Migraine is more than a bad headache — it's a neurological condition with a distinct set of features. The everyday tension-type headache is usually a dull, pressing, both-sided ache; a migraine more often brings throbbing pain, nausea, and sensitivity to light and sound, and it can leave you unable to carry on as normal.
What sets migraine apart
Typical migraine features include moderate-to-severe pain that is often throbbing or pulsating, frequently (though not always) on one side of the head, and made worse by routine activity. Alongside the pain, migraine commonly brings at least one of: nausea or vomiting, sensitivity to light (photophobia), and sensitivity to sound (phonophobia). Some people also have aura beforehand. A tension-type headache, by contrast, tends to be milder, on both sides, tight or pressing rather than throbbing, and without the nausea or the light-and-sound sensitivity.
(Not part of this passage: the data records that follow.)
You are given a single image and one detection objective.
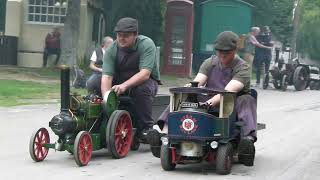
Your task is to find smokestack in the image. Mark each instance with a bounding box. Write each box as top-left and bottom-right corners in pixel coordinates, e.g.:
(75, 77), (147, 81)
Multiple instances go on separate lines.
(60, 66), (70, 112)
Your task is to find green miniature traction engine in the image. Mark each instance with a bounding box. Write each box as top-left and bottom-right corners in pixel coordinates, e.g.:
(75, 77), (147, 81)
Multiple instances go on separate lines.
(29, 66), (133, 166)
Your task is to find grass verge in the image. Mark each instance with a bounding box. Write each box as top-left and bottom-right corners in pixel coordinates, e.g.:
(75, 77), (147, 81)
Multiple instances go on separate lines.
(0, 79), (88, 107)
(0, 79), (61, 107)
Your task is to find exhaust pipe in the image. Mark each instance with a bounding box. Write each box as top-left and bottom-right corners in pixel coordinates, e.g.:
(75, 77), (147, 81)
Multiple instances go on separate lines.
(60, 65), (70, 112)
(49, 65), (77, 137)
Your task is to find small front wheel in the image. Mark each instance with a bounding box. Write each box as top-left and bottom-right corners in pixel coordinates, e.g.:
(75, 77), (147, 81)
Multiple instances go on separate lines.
(74, 131), (92, 166)
(130, 135), (140, 151)
(309, 81), (316, 90)
(272, 79), (281, 89)
(281, 75), (288, 91)
(315, 81), (320, 90)
(262, 74), (269, 89)
(29, 127), (50, 162)
(160, 144), (176, 171)
(216, 143), (233, 175)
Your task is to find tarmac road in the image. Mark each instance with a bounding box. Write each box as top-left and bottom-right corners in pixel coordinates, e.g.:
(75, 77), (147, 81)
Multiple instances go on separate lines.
(0, 87), (320, 180)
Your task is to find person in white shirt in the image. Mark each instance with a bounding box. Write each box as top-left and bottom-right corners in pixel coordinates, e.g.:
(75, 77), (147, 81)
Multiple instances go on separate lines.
(86, 36), (113, 95)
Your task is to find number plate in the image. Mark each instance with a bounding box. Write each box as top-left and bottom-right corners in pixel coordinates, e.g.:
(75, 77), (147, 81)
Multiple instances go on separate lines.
(181, 102), (198, 108)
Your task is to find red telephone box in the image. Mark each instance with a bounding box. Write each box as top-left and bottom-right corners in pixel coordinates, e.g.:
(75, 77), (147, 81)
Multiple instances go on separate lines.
(162, 0), (194, 77)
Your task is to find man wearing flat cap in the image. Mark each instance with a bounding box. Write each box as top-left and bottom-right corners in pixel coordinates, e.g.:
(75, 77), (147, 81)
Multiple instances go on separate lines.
(148, 31), (257, 166)
(101, 17), (161, 141)
(243, 27), (272, 77)
(254, 26), (274, 87)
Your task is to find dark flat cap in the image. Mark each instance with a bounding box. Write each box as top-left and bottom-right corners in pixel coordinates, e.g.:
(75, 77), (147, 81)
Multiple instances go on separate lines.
(214, 31), (239, 51)
(114, 17), (138, 32)
(262, 26), (271, 33)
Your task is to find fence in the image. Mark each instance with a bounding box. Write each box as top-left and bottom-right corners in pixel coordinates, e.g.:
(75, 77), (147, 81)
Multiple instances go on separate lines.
(0, 33), (18, 65)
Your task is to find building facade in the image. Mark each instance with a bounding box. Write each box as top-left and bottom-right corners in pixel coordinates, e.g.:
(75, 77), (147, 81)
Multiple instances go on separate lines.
(3, 0), (106, 67)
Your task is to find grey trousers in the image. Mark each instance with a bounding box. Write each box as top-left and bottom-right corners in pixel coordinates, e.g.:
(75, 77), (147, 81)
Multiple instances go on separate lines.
(86, 73), (102, 95)
(129, 79), (158, 131)
(235, 95), (257, 137)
Why the difference matters
Migraine and tension-type headache are managed differently, so telling them apart genuinely matters — and many people who think they get 'stress headaches' are actually having mild migraine. The most reliable clues are the associated features: if a headache regularly comes with nausea, or drives you to a dark, quiet room, that points toward migraine. But the two can coexist, and only a clinician can make the call, using your history rather than a one-off.
How tracking helps
Recording each headache with its features — location, quality of pain, nausea, light and sound sensitivity, and how much it disrupts your day — builds a picture that distinguishes patterns far better than memory can. That record is exactly what helps a clinician separate migraine from other headache types. Temple captures those features per attack; it documents the pattern and doesn't diagnose. Temple is a tracking tool, not medical advice — for anything specific to you, consult a healthcare professional.
Temple records the features of each headache — pain type, nausea, light and sound sensitivity — so the migraine-versus-headache picture becomes clear over time.
Common questions
- How can I tell a migraine from a normal headache?
- The strongest clues are the extras: migraine often brings throbbing pain, nausea, and sensitivity to light and sound, and tends to disrupt normal activity, whereas a tension-type headache is usually a milder, pressing ache on both sides without those features. A record of your symptoms helps a clinician tell them apart.
- Can I have both migraine and tension headaches?
- Yes. Many people experience more than one type of headache, which is part of why they can be hard to untangle. Logging the features of each episode makes the different patterns visible and supports an accurate assessment by a healthcare professional.